The then-US Federal Reserve chairman Alan Greenspan said in congressional testimony regarding the panic selling of the 1987 US stock-market crash:

"Why were stocks going down? Because people were selling. Why were people selling? Because stocks were going down."

For those who make their living in markets, the logic is impeccable. However, there is the little question of why. What causes this turbulence in stockmarkets ? Why, for instance, was $US800 billion wiped from the US stockmarket last week? Could it be the Delphic Greenspan's 'irrational exuberance'? If not, could it be a little bit of pricing for risk?

The commentary in the western press --including that of the Australian Financial Review-- points the finger at China--athe 9% decline in the Shanghai market last Tuesday. The financial pundits just talk in terms of links not causes, and wrap it up in a lot of spin about the stockmarket wobbles providing opportunities to buy. London and New York are protecting their interest as centres of global finance. The more astute pundits say that the fall in Chinese markets was the trigger for US selling. Or was that a contagion rather than a trigger?

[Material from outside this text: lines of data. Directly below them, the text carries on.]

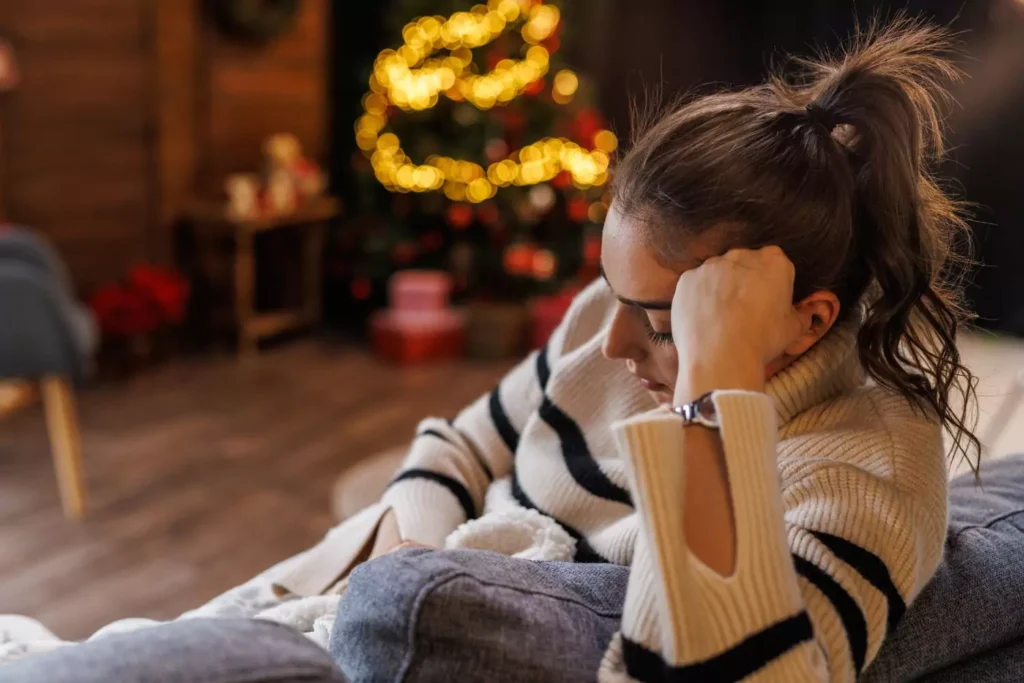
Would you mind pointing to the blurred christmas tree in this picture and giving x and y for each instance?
(492, 154)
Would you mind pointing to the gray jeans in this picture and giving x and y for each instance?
(435, 616)
(476, 617)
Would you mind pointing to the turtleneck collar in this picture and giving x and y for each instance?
(828, 369)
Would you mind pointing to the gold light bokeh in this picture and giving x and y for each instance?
(414, 77)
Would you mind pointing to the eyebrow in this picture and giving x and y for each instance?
(647, 305)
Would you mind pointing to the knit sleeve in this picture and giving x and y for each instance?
(452, 464)
(824, 566)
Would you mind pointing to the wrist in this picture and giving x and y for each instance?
(696, 379)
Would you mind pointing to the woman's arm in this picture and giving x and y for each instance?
(451, 464)
(823, 569)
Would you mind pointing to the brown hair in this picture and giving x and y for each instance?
(834, 165)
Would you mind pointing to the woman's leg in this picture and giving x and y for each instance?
(473, 616)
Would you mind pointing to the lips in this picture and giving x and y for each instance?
(651, 385)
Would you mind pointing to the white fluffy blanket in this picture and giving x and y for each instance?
(504, 528)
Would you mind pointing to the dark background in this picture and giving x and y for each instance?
(631, 47)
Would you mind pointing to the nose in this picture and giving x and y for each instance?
(620, 339)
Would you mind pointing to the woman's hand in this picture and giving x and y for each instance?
(731, 316)
(389, 538)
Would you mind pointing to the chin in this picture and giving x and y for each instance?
(663, 395)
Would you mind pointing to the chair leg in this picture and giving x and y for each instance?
(61, 423)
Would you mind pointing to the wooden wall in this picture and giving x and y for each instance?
(128, 108)
(75, 134)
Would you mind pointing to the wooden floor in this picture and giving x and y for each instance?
(206, 472)
(201, 474)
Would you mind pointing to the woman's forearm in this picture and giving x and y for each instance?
(709, 520)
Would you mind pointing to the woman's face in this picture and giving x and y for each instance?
(640, 332)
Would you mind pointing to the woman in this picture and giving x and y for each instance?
(747, 411)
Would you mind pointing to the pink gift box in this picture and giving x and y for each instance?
(419, 290)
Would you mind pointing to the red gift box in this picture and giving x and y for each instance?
(545, 314)
(419, 290)
(408, 338)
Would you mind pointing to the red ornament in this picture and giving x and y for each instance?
(459, 215)
(432, 241)
(587, 123)
(494, 56)
(514, 120)
(592, 249)
(487, 213)
(577, 209)
(403, 253)
(535, 87)
(360, 288)
(519, 259)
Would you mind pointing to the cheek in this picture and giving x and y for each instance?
(668, 363)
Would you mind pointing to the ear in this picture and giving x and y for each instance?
(817, 313)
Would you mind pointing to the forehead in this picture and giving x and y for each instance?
(647, 254)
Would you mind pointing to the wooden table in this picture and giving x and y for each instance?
(211, 218)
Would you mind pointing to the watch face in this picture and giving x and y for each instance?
(706, 409)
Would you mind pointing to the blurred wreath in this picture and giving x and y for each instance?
(254, 20)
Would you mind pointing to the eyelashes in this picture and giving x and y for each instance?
(658, 338)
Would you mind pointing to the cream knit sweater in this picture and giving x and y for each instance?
(839, 491)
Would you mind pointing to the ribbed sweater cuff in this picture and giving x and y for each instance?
(426, 511)
(708, 613)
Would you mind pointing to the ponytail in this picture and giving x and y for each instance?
(835, 165)
(882, 102)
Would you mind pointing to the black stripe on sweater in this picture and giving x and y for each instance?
(871, 568)
(434, 433)
(502, 423)
(585, 552)
(456, 487)
(479, 459)
(579, 460)
(735, 664)
(853, 620)
(543, 369)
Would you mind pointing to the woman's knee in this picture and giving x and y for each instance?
(427, 615)
(372, 636)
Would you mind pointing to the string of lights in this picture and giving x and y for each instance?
(414, 77)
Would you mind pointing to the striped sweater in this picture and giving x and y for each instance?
(839, 491)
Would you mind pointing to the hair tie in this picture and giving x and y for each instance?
(819, 116)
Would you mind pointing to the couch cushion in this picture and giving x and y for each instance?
(198, 650)
(973, 604)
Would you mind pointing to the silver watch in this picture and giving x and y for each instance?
(700, 412)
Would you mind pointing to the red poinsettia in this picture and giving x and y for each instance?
(147, 299)
(167, 289)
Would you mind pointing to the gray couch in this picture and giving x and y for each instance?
(968, 626)
(48, 339)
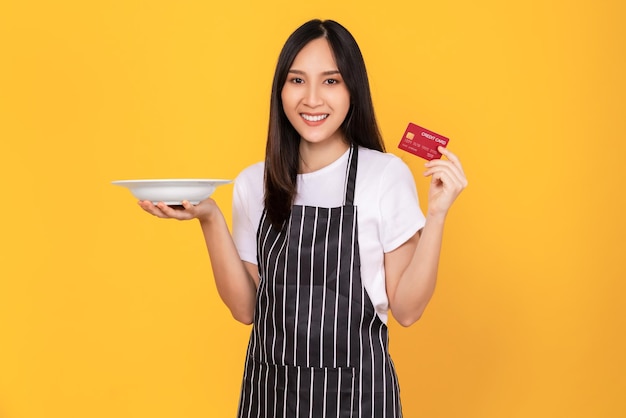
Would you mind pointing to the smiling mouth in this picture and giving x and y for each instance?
(313, 118)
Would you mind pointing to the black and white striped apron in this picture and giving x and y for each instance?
(317, 347)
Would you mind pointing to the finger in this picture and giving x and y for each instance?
(451, 157)
(446, 178)
(180, 214)
(152, 209)
(446, 166)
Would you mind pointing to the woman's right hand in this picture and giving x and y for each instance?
(203, 210)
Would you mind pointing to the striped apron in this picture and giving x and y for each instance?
(317, 347)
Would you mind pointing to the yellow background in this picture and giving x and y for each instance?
(106, 311)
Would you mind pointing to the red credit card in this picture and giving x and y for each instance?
(422, 142)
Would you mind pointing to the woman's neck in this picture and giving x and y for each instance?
(315, 156)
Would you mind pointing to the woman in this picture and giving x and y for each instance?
(328, 237)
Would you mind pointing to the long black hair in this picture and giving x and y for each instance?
(359, 127)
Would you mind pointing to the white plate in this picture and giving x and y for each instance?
(172, 191)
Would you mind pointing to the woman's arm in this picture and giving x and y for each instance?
(411, 269)
(236, 281)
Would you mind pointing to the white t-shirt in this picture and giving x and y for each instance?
(388, 211)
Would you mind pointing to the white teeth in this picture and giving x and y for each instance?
(314, 118)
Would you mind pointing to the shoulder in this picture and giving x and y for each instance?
(251, 175)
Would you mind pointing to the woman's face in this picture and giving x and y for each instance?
(315, 98)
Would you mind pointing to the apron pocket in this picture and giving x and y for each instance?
(271, 390)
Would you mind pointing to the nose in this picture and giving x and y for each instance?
(313, 96)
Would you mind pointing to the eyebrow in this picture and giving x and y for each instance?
(329, 72)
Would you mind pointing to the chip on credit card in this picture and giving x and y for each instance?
(422, 142)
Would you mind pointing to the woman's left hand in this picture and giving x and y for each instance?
(447, 182)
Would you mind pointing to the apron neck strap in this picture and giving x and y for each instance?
(351, 174)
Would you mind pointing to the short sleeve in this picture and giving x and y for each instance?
(247, 209)
(401, 216)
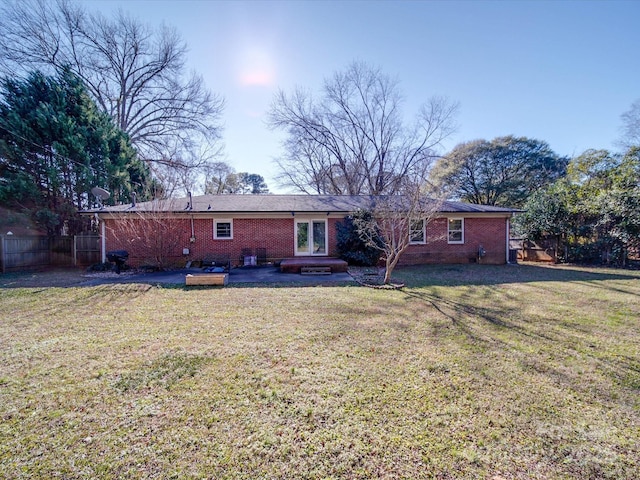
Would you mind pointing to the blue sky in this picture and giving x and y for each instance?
(558, 71)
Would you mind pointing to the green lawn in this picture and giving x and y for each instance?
(468, 372)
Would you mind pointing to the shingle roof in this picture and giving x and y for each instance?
(280, 203)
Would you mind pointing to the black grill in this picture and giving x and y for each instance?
(119, 257)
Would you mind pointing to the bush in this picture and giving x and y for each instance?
(351, 247)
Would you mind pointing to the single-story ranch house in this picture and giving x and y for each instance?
(275, 227)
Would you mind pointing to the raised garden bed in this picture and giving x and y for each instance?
(207, 279)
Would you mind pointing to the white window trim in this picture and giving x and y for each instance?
(424, 232)
(215, 228)
(455, 242)
(310, 251)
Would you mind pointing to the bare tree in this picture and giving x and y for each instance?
(395, 219)
(353, 140)
(135, 73)
(154, 237)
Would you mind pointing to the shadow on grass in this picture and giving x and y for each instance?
(413, 277)
(456, 275)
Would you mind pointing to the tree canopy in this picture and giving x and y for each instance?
(503, 171)
(353, 139)
(135, 73)
(55, 145)
(594, 212)
(223, 179)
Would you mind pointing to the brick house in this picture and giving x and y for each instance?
(275, 227)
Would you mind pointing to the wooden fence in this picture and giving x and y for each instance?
(25, 252)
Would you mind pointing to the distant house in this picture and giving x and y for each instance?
(274, 227)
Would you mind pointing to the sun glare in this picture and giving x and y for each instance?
(256, 67)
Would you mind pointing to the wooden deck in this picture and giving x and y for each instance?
(294, 265)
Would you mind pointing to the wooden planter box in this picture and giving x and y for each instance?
(207, 279)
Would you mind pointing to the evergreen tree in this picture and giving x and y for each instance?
(55, 145)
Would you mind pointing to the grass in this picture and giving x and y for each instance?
(469, 372)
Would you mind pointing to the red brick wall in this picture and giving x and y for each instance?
(277, 237)
(488, 232)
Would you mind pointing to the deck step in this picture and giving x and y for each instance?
(315, 270)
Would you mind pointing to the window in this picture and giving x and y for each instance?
(311, 237)
(417, 232)
(456, 230)
(223, 229)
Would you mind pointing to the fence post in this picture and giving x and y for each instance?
(3, 260)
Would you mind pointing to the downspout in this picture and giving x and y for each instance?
(103, 242)
(193, 232)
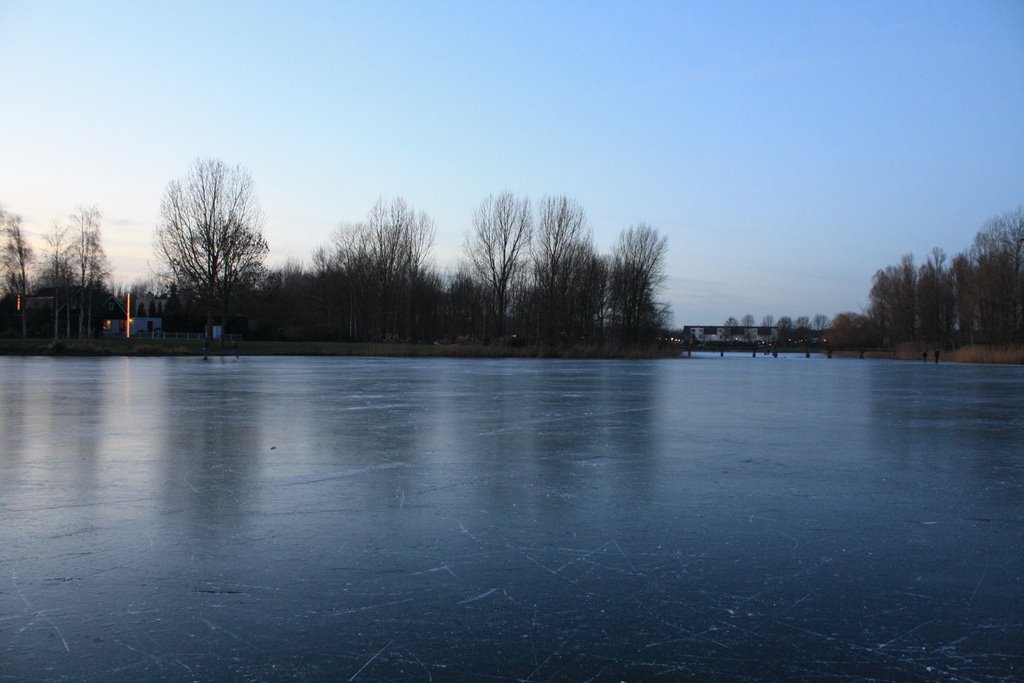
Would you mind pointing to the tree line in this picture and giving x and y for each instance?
(528, 272)
(70, 271)
(977, 297)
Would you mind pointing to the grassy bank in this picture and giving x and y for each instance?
(1012, 354)
(140, 347)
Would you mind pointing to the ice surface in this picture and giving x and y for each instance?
(437, 519)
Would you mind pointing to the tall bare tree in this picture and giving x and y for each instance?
(17, 260)
(637, 275)
(211, 235)
(561, 243)
(496, 248)
(57, 271)
(90, 261)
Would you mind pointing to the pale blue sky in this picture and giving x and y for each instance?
(787, 150)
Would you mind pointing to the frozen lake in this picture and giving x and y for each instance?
(436, 519)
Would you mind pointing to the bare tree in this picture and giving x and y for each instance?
(58, 272)
(211, 235)
(90, 261)
(496, 248)
(17, 259)
(561, 244)
(637, 275)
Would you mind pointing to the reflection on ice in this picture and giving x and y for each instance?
(404, 519)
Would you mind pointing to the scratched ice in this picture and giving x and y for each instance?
(437, 519)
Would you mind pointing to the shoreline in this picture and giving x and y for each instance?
(148, 347)
(151, 347)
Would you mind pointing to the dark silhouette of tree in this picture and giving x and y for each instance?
(496, 248)
(90, 261)
(636, 278)
(210, 236)
(17, 260)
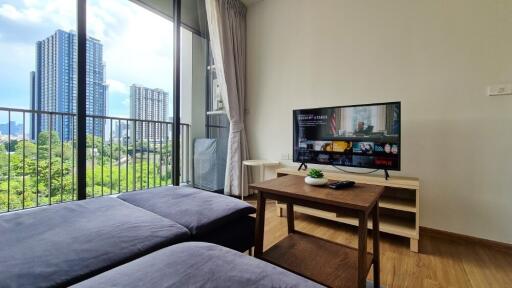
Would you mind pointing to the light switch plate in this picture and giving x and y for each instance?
(499, 90)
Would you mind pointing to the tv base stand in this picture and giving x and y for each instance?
(399, 205)
(303, 166)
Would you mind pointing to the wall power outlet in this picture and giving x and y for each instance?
(499, 90)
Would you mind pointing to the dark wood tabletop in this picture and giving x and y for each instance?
(358, 197)
(326, 262)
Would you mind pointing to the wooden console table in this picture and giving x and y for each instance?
(320, 260)
(400, 203)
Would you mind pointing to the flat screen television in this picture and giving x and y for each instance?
(363, 136)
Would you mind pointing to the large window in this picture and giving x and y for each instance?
(37, 72)
(128, 94)
(129, 77)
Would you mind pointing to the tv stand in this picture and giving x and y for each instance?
(303, 166)
(400, 203)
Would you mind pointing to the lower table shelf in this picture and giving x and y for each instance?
(388, 224)
(328, 263)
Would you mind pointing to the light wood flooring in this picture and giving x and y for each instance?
(442, 262)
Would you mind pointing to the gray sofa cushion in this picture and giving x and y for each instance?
(197, 210)
(195, 264)
(62, 244)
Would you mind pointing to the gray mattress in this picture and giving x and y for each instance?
(66, 243)
(195, 264)
(211, 211)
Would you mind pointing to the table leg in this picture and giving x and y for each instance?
(361, 261)
(376, 248)
(243, 184)
(260, 224)
(290, 217)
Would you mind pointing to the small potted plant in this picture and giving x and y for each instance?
(315, 177)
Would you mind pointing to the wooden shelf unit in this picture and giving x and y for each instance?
(400, 201)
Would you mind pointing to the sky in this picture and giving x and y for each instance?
(137, 46)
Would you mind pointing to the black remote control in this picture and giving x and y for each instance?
(341, 184)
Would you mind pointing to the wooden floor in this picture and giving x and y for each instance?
(440, 263)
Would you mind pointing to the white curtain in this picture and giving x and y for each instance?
(227, 27)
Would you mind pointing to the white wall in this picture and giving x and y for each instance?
(435, 56)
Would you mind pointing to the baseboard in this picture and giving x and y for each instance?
(465, 238)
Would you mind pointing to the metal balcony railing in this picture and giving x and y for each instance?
(38, 160)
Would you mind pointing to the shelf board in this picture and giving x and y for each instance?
(328, 263)
(398, 204)
(394, 181)
(388, 223)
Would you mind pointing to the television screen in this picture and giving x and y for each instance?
(364, 136)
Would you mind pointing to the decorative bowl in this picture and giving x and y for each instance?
(315, 181)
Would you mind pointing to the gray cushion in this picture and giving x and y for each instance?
(62, 244)
(195, 264)
(197, 210)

So what was the dynamic underlying the US market that was triggered by Shanghai Tuesday? How about fear? Fear about defaults in the US' sub-prime mortgage market from rising interest rates and falling house prices spreading. The fear that the meltdown of these mortgages will create a massive credit crunch in short order. And the US has an an auto recession and a manufacturing recession. Even Alan Greenspan is talking in terms of the possibilities of recession in the US and in the global economy.

How come the Australian market has wiped out the 2007 gains?Just caught up in the general contagion of pent-up fear in global share markets? Just following Wall Street? Markets feeding on themselves? The laws of gravity as the AFR usefully surmises?

Could global volatility have something to do with the way that the innovative private equity forms work: buy it, strip it, flip it? Or the hedge fund boom with its wild West type of regulation?

| Posted by Gary Sauer-Thompson at 10:46 PM | | Comments (2)


Actually I'm fairly sure that the bulk of the global market has been less volatile over the past few years. But the bottom line is that markets ARE volatile. This is well explained - as I suspect you know, Gary - in Charles Kindleberger's book "Manias, Panics, and Crashes: A History of Financial Crises".

As for private equity, I believe Glenn Stevens has it pegged: most of the enthusiasm is the result of certain investment experts noticing that after years of financial caution and strong growth, a lot of companies look undergeared.

yes markets are volatile. But why? The AFR does not know the causes of this recent global volitlity apart from talking in terms of self-correcting markets.

Whast Ian Macfarlane argues in the 'Boyer Lectures 2006: The Search for Stability' is that Australai has been succesfully in govering the volality of the market since 1992.

In contrast, global markets have very little global architecture or governance. Maybe we need some to lessen the volatility.